Entity-based indexing: From content index to entity index

Reddi1 · Post by **Reddi1** » Thu Jan 30, 2025 6:37 am

Until 2013, the basis for Google rankings were websites, their content , keywords and backlinks . With the Hummingbird update and the Google Knowledge Graph, Google started its own transformation into a semantic search engine . Entities play a central role in this transformation with regard to indexing. I would like to explain why this is the case in this part of my series of articles on the subject of semantics and entities at Google .

Table of contents [ Hide ]

1 Entity-based indexing: From content-first index to entity-first index
2 My theses on entities and indexing
3 The advantages of an entity-based index
4 Challenges of Entity-Based Indexing
5 More exciting Google patents related to entity-based indexing
Entity-based indexing: From content-first index to entity-first index
First of all, I would like to deal with a very detailed five-part article by my American colleague Cindy Krum . It forms the introduction to my further thoughts on the topic of indexing and entities.

Cindy and her team have conducted a lot of tests and research jordan phone number data to prove that Google is increasingly concerned with understanding entities. She links this directly to the introduction of the Mobile First Index. At the heart of her argument is language. According to Cindy, Google wants to understand entities regardless of language.

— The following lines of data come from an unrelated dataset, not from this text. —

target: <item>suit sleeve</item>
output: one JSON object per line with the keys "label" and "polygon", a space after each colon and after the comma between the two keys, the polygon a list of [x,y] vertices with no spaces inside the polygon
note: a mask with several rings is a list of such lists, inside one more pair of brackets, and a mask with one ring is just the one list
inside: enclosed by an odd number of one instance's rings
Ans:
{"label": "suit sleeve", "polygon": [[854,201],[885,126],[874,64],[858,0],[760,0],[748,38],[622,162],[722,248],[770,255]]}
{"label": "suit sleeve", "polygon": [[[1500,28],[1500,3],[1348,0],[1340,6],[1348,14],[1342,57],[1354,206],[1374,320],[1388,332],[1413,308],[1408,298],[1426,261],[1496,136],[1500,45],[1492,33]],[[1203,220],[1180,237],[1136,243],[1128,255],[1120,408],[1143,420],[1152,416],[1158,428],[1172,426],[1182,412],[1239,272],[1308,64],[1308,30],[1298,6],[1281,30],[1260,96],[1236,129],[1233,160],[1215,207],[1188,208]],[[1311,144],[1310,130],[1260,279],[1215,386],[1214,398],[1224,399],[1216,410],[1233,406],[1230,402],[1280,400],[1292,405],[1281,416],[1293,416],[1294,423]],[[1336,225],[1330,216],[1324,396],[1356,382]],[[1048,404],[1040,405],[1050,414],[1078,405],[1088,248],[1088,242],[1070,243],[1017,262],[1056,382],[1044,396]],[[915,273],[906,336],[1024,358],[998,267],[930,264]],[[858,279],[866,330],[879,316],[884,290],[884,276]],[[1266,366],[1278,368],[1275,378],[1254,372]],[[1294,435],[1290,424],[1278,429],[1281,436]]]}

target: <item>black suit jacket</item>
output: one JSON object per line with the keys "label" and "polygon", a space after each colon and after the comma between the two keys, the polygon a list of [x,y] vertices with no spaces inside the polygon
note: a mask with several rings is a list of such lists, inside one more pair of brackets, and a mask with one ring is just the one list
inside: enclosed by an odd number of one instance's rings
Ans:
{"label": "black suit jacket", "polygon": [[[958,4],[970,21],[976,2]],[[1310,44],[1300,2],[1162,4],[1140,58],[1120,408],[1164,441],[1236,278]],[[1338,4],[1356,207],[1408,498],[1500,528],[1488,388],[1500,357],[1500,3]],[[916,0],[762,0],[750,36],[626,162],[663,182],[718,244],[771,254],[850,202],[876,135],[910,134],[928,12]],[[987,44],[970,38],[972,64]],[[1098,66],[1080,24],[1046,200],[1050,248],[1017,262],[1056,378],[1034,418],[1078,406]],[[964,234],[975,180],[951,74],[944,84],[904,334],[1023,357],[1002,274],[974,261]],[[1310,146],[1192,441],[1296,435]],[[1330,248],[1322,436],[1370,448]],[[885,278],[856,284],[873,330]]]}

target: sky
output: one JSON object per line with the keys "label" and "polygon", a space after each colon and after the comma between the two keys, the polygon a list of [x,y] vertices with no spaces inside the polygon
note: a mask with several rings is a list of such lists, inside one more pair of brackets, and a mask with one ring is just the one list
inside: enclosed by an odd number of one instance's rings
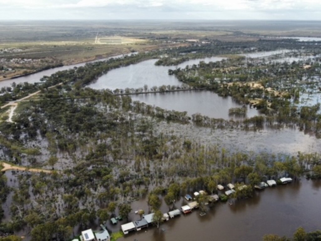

With Google's new Entity based understanding, the language of the entity and content does not matter as much anymore – at least in some languages, and for some queries. Content can be clustered in the index based on the entity understanding, without being omitted because it is in the wrong language.

According to Cindy's assumption, the new mobile index is based on the information from the Knowledge Graph, which is why she calls it the Entity First Index . Here, the content or documents and entities that are related to the main entity are subordinated to the main entity and then placed in an entity hierarchy.

The relationships between the elements are no longer established based on a link graph, but rather on the knowledge graph . The link graph in its current form would at some point no longer be scalable due to the increasing amount of content and different platforms.

Continuing to organize and surface content based on the Link Graph is just not scalable for Google's long-term understanding of information and the web and it is definitely questionable in terms of the development of AI and multi-dimensional search responses that go beyond the browser…

Constantly crawling and indexing content based on something as easy to manipulate as the Link Graph and as fluid as language is hard, resource intensive, and inefficient for Google; And it would only grow more inefficient over time, as the amount of information on the web continues to grow.

Finally, most crucially for Google's long term goals, Google would not be able to benefit from the multiplier effect that 'aggregation of ALL the information' could have for the volume of machine learning and artificial intelligence training data that could be processed by their systems, if only they could they could get around the problem of language … And this is why entities are so powerful!